Лев Толстой - Казаки
— И то, Иван. Ванюша! Возьми, пожалуйста, у хозяев чихиря и принеси сюда!
— Все одно, что Ванюша, что Иван. Отчего у вас, у солдат, все Иваны? Иван! — повторил старик. — Ты спроси, батюшка, из начатой бочки. У них первый чихирь в станице. Да больше тридцати копеек за осьмуху смотри не давай, а то она, ведьма, рада… Наш народ анафемский, глупый народ, — продолжал дядя Ерошка доверчивым тоном, когда Ванюша вышел, — они вас не за людей считают. Ты для них хуже татарина. Мирские, мол, русские. А по-моему, хошь ты и солдат, а все человек, тоже душу в себе имеешь. Так ли я сужу? Илья Мосеич солдат был, а какой золото человек был! Так ли, отец мой? За то-то меня наши и не любят; а мне все равно. Я человек веселый, я всех люблю, я, Ерошка! Так-то, отец мой!
И старик ласково потрепал по плечу молодого человека.
XII
Ванюша, между тем успевший уладить свое хозяйство и даже обрившийся у ротного цирюльника и выпустивший панталоны из сапог в знак того, что рота стоит на просторных квартирах, находился в самом хорошем расположении духа.
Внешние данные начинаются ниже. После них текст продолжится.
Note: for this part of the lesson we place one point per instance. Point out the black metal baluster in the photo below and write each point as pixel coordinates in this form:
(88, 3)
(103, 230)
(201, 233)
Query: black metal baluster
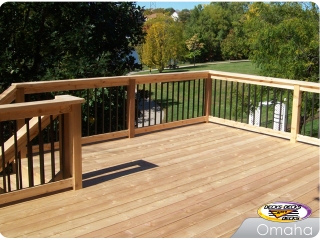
(203, 96)
(198, 111)
(53, 165)
(172, 102)
(95, 112)
(110, 109)
(220, 92)
(4, 180)
(274, 105)
(103, 110)
(280, 116)
(178, 101)
(30, 157)
(16, 153)
(225, 100)
(305, 111)
(312, 114)
(167, 103)
(267, 113)
(183, 88)
(214, 98)
(41, 152)
(149, 97)
(188, 100)
(237, 95)
(193, 99)
(156, 102)
(161, 118)
(261, 94)
(17, 158)
(137, 105)
(231, 93)
(62, 151)
(117, 108)
(242, 101)
(288, 107)
(254, 104)
(124, 104)
(143, 103)
(88, 114)
(249, 96)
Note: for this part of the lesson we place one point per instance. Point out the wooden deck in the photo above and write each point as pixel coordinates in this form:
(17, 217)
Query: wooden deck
(196, 181)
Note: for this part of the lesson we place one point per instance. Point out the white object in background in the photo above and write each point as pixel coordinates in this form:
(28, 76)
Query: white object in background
(280, 117)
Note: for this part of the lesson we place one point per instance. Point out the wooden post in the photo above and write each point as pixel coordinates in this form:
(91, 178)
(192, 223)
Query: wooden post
(208, 97)
(20, 123)
(131, 107)
(77, 150)
(296, 108)
(67, 140)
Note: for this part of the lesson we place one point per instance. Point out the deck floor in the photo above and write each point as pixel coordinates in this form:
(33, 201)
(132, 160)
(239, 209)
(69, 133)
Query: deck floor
(195, 181)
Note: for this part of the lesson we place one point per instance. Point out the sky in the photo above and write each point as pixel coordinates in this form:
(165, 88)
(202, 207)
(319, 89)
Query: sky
(176, 5)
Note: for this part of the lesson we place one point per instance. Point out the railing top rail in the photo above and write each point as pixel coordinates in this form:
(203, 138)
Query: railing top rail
(87, 83)
(266, 81)
(170, 77)
(59, 105)
(8, 95)
(72, 84)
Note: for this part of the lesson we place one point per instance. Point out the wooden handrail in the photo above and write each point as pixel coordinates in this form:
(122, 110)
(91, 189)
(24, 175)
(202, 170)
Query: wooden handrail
(8, 96)
(38, 108)
(266, 81)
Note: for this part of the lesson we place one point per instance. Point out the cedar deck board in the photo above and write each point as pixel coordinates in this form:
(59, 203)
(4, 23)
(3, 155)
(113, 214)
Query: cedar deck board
(215, 163)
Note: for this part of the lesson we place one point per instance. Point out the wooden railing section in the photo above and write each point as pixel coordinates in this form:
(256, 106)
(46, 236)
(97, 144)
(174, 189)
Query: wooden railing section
(67, 106)
(71, 107)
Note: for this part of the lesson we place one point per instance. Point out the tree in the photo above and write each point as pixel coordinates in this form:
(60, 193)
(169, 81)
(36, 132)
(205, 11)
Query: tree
(284, 39)
(184, 15)
(194, 46)
(213, 23)
(60, 40)
(284, 42)
(163, 42)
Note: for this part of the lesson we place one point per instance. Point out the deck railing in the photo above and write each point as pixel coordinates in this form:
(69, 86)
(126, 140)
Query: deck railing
(23, 174)
(124, 106)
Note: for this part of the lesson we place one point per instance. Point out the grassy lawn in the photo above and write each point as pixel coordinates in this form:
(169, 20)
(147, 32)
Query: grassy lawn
(183, 100)
(236, 67)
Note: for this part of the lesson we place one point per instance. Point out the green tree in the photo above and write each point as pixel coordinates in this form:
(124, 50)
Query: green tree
(284, 39)
(213, 23)
(284, 42)
(60, 40)
(194, 46)
(163, 42)
(184, 15)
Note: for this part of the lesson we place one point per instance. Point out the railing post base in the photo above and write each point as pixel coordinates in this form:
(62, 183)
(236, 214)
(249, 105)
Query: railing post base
(296, 108)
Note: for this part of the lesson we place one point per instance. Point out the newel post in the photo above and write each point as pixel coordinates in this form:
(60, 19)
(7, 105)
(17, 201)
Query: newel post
(208, 97)
(296, 108)
(70, 143)
(20, 98)
(77, 150)
(131, 107)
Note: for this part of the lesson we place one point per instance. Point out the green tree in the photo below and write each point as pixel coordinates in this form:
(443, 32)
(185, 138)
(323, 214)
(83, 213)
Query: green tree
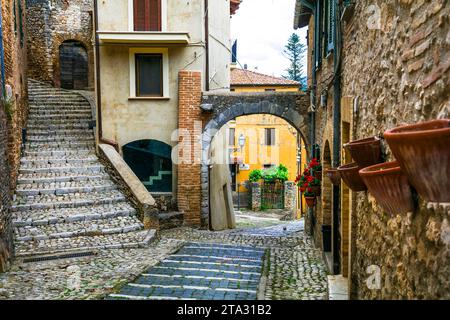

Он внимательно, но недоброжелательно смотрел на Ерошку, как на дикого невиданного зверя, покачал головой на запачканный им пол и, взяв из-под лавки две пустые бутылки, отправился к хозяевам.
— Здравствуйте, любезненькие, — сказал он, решившись быть особенно кротким. — Барин велел чихирю купить; налейте, добряшки.
Старуха ничего не ответила. Девка, стоя перед маленьким татарским зеркальцем, убирала платком голову; она молча оглянулась на Ванюшу.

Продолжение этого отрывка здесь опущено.